Funk Zone Photographer Lindsey Ross Remains Timeless
story by Lauren Steele
photography by Jon Levit and Michael George
Photographer Lindsey Ross is a keeper of time, of sorts.
She lives and works in the original—currently gentrifying—artist’s haunt of Santa Barbara, known as the Funk Zone. She specializes in historical photographic processes, namely wet plate collodion and tintypes. She drives a vintage green and white Ford pickup truck, which she bought in Colorado during a powder-skiing film project, and keeps it from sputtering out with a little gumption and help from her friends. She learned to love her craft from her father, David Ross, a photographer and college administrator. Lindsey takes pieces of the past and holds them tight in the present. Each photograph she takes turns a moment into history, but with the twist of truly appearing timeless.

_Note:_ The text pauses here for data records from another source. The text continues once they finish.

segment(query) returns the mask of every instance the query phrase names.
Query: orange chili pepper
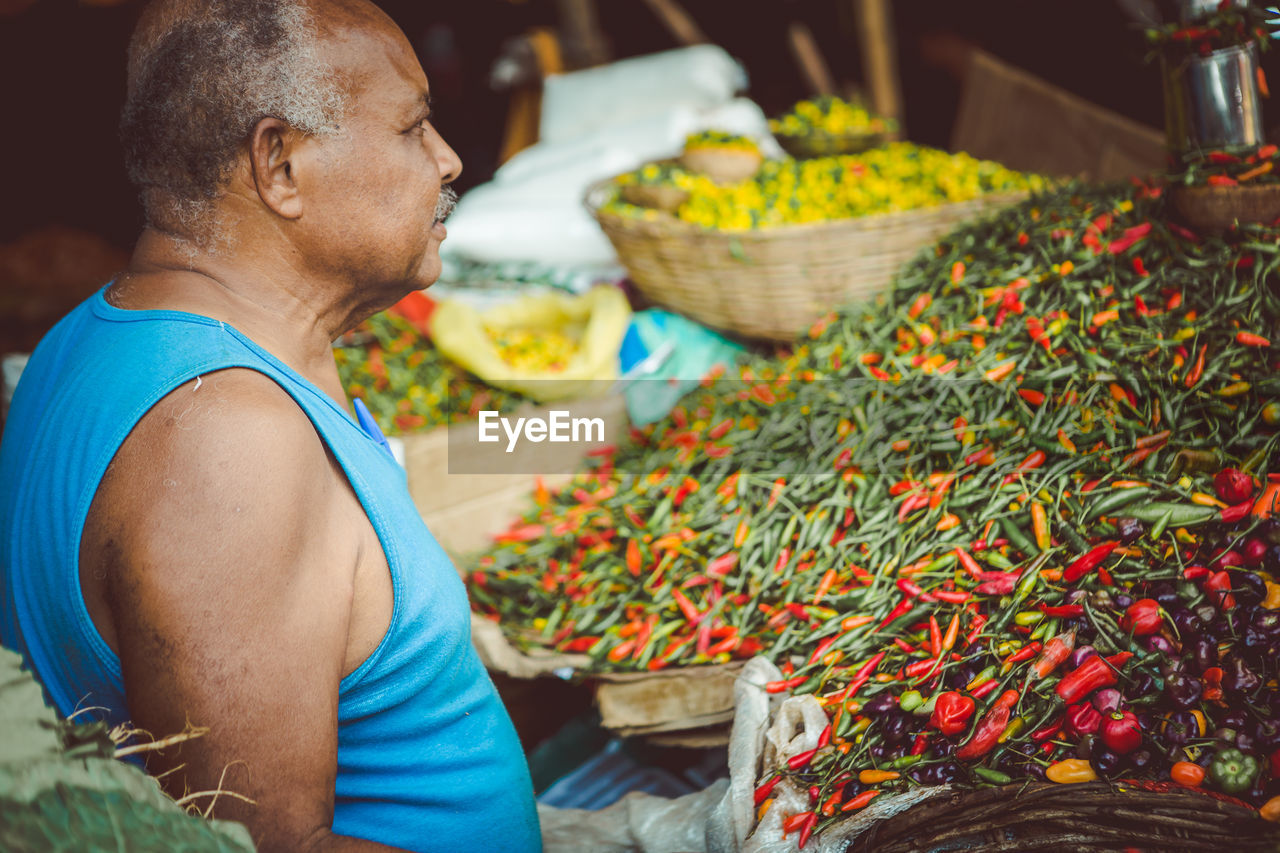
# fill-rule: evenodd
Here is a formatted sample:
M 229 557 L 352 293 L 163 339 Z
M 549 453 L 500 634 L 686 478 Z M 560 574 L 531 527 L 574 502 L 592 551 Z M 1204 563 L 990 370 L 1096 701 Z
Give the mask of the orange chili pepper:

Effervescent, she bounces out of the sliding barn door of a corrugated metal building. It’s her studio, her gallery, her home, and a storage space for the city of Santa Barbara’s water department. There are cans, art supplies, photographs, chemicals, postcards, and clothes strewn about. Up in the hayloft, she has a mattress on the floor. Her craft is her life. As music pumps out of an old stereo somewhere, she adjusts her coveralls, flips her blonde bangs across her forehead, and sets up a small orange tree, white curtain, and old wooden chair as today's makeshift set as the crew of Collective Quarterly artists line up to have their portraits taken.
The photographs she takes have a way of looking ghostly, with blue eyes looking eerie and white, skin looking waxy and polished—but they maintain a structured, layered truth to them, like all the portraits you see taken from the 1800s. To see the present day in these unearthly tones is what makes Ross’s art so alluring. There is no PhotoShop, no retouching, no effects, no tricks. Between a woman, her large format 1915 camera, and her subjects, there is an alternate reality created of what we see every day. “I’m going to count down 3-2-1, and then you just stay still for seven seconds. It’s okay to blink, just don’t move around,” she instructs each subject.
The wetplate photographic process was created in 1850. Ross stays true to the course, preparing a photographic plates by pouring collodion (a jelly-like substance that was created to close surgical wounds) on it, allowing it slightly harden, and dipping the plate in a silver nitrate bath. She uses both metal (tintypes) and glass (ambrotypes) with the process to create different effects. Within minutes of the plate being taken from the large format camera, the shadows of each of us begin to appear like apparitions on the tin, wraithlike. Somehow, we look like dignified ancestors of ourselves. “This process isn’t about the reproduction of beautiful places or things. This is original and mysterious because the process reorders what we associate with time. It’s a different way of imagining life and death.”
As I stare at the tintype she made of me soaking in the bottom of a metal pan in under the dripping faucet of an industrial-sized sink, I wonder what someone would assume about the woman posed, chin up, hair down, slightly parted mouth—if they were to find me trapped in this alloy moment 10 years from now, 10 minutes from now. Would they assume that this is an antique portrait they stumbled across? Would they recognize me if I walked up to them while they were inspecting the casting of my own hardware image? That’s the significance of holding time in your own hands, or in the case of Lindsey Ross, in your own lens.